Маленький Йозеф из всего, что происходило между этими людьми, понял только одно: отец боится матери. А так как он всем сердцем желал отцу именно столь незавидного положения, то любил мать в такие минуты особенно сильно. Он прижимался к ней, надоедал нытьем и всячески показывал отцу, как много мать ему спускает, потому что в ее присутствии отец не осмеливался его ударить.
Чаще всего сцена кончалась тем, что Кутиан, кипя от злобы, уходил из дому и где-нибудь напивался. А мальчик тогда пробирался к матери. Он прижимал рахитичный животик к краю кровати, капризничал, клянчил, нетерпеливо топал ногами или дергал мать за волосы. В сущности, в его выходках и настырной неотвязной надоедливости выражало себя глубочайшее безутешное одиночество, и, если обычно он в отношениях со всеми остальными упрямо отстаивал свое право на это одиночество, как на собственность, от которой не отдал бы ни крошки в угоду чужому любопытству и назойливости, то здесь, перед своей матерью, все дальше и дальше удалявшейся в белую пустоту, он чувствовал: ее безучастность была одинокой, как заснеженная вершина над зеленой равниной, его же одиночество, напротив, было не привилегией или собственностью, а бременем глухой безутешной черноты. Столь резко различались белое одиночество больной, которая никого не любила, и черное одиночество того, кого никто не любил.

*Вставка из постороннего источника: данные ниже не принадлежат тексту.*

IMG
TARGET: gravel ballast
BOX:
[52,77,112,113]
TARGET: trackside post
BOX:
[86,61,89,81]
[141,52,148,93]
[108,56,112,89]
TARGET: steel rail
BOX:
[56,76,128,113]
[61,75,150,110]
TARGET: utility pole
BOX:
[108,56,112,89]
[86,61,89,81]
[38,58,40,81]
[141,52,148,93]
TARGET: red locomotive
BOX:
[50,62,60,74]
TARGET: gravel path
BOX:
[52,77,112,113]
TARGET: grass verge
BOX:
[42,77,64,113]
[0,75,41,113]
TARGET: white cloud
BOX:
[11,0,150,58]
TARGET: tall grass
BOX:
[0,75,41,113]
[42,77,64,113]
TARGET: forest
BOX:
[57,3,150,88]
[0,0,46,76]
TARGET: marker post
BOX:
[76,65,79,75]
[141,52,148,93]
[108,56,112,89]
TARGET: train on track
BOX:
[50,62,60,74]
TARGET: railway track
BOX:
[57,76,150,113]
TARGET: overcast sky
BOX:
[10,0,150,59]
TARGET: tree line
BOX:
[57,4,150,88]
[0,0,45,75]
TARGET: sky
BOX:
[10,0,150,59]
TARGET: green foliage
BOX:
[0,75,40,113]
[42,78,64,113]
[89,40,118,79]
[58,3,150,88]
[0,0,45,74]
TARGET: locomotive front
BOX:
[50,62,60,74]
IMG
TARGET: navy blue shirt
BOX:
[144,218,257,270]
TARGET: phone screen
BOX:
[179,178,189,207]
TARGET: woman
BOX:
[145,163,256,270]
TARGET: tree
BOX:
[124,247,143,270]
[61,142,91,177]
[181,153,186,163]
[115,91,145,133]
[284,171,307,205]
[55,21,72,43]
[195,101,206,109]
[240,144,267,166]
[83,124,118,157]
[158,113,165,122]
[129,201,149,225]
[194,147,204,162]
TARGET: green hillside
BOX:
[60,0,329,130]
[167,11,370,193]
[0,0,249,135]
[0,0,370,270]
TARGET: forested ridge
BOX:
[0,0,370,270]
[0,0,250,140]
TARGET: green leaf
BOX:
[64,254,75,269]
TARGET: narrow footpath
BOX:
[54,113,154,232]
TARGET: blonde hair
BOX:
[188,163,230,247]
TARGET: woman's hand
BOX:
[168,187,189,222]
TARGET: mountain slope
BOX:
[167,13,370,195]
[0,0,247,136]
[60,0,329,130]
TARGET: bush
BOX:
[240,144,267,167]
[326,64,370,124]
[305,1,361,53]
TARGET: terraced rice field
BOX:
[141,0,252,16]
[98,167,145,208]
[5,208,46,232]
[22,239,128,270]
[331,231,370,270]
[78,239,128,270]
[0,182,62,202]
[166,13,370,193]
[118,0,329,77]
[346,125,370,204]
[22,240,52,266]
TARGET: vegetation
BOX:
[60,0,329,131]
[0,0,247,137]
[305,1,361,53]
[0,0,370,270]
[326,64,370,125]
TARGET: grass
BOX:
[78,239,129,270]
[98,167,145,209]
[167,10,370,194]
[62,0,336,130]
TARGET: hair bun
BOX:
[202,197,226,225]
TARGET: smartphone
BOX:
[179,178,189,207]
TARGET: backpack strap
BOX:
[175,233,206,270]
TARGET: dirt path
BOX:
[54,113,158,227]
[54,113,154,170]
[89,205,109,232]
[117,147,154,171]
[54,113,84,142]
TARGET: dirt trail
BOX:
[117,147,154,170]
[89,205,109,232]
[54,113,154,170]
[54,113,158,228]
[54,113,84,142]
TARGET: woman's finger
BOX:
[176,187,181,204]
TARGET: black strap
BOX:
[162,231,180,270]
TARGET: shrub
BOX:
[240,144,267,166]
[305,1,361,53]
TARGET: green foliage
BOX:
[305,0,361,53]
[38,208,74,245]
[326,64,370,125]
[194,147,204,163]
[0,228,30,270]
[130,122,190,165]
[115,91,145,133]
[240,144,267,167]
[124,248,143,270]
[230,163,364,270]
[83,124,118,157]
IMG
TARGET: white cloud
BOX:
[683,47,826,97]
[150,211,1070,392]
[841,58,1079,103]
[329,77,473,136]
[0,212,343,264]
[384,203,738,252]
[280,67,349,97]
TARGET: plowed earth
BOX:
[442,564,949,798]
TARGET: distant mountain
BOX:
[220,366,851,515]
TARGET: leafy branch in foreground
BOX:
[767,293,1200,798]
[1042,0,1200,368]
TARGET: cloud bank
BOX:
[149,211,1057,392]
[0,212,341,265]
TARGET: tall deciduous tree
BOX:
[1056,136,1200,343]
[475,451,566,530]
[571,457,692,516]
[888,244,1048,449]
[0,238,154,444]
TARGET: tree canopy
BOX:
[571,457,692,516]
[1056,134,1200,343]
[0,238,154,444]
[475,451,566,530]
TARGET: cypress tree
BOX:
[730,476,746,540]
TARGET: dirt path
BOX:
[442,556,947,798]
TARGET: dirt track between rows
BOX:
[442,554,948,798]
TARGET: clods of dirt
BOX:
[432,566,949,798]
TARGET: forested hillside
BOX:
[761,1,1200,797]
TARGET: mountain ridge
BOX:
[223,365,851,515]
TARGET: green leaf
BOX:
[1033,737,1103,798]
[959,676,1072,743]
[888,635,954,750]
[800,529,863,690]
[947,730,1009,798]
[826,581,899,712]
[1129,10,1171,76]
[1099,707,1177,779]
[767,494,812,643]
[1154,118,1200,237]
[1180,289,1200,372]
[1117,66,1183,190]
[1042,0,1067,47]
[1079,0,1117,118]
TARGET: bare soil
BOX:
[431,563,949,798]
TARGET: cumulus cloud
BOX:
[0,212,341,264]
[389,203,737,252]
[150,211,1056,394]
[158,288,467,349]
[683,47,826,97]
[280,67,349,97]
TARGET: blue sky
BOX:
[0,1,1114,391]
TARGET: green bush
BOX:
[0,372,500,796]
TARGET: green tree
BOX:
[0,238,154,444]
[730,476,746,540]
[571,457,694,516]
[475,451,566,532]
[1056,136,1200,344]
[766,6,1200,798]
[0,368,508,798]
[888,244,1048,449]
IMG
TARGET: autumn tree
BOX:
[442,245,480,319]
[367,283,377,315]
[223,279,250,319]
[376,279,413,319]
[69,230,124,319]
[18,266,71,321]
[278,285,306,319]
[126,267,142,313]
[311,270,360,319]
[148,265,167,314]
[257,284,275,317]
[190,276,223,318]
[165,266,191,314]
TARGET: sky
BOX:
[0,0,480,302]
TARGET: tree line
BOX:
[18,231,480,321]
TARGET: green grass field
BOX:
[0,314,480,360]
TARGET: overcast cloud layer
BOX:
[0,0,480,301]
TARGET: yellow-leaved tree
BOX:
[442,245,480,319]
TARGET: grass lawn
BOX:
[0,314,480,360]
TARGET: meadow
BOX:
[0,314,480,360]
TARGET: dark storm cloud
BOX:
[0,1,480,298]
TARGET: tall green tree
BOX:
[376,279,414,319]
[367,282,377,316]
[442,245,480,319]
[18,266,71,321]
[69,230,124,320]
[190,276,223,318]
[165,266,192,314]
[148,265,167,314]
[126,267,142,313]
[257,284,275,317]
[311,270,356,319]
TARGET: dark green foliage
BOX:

Вообще он презирал случайные проявления доброты взрослых, которые при этом держались так, будто оказывали ему милость. Но материнской доброты он жаждал. Каждое слово матери, каждый взгляд он впитывал с жадностью, и, если она снисходила до того, чтобы поиграть с ним, на него нападало своего рода буйство чрезмерности, он визжал и кривлялся как клоун — так страстно он желал понравиться ей и проломить эту ненавистную белую стену, которая все больше и больше разъединяла их. У него было совершенно правильное ощущение, что она постепенно замерзает, и он удваивал свои лихорадочные усилия, лишь бы заставить ее вернуться, и иногда ему, и только ему, это ненадолго удавалось.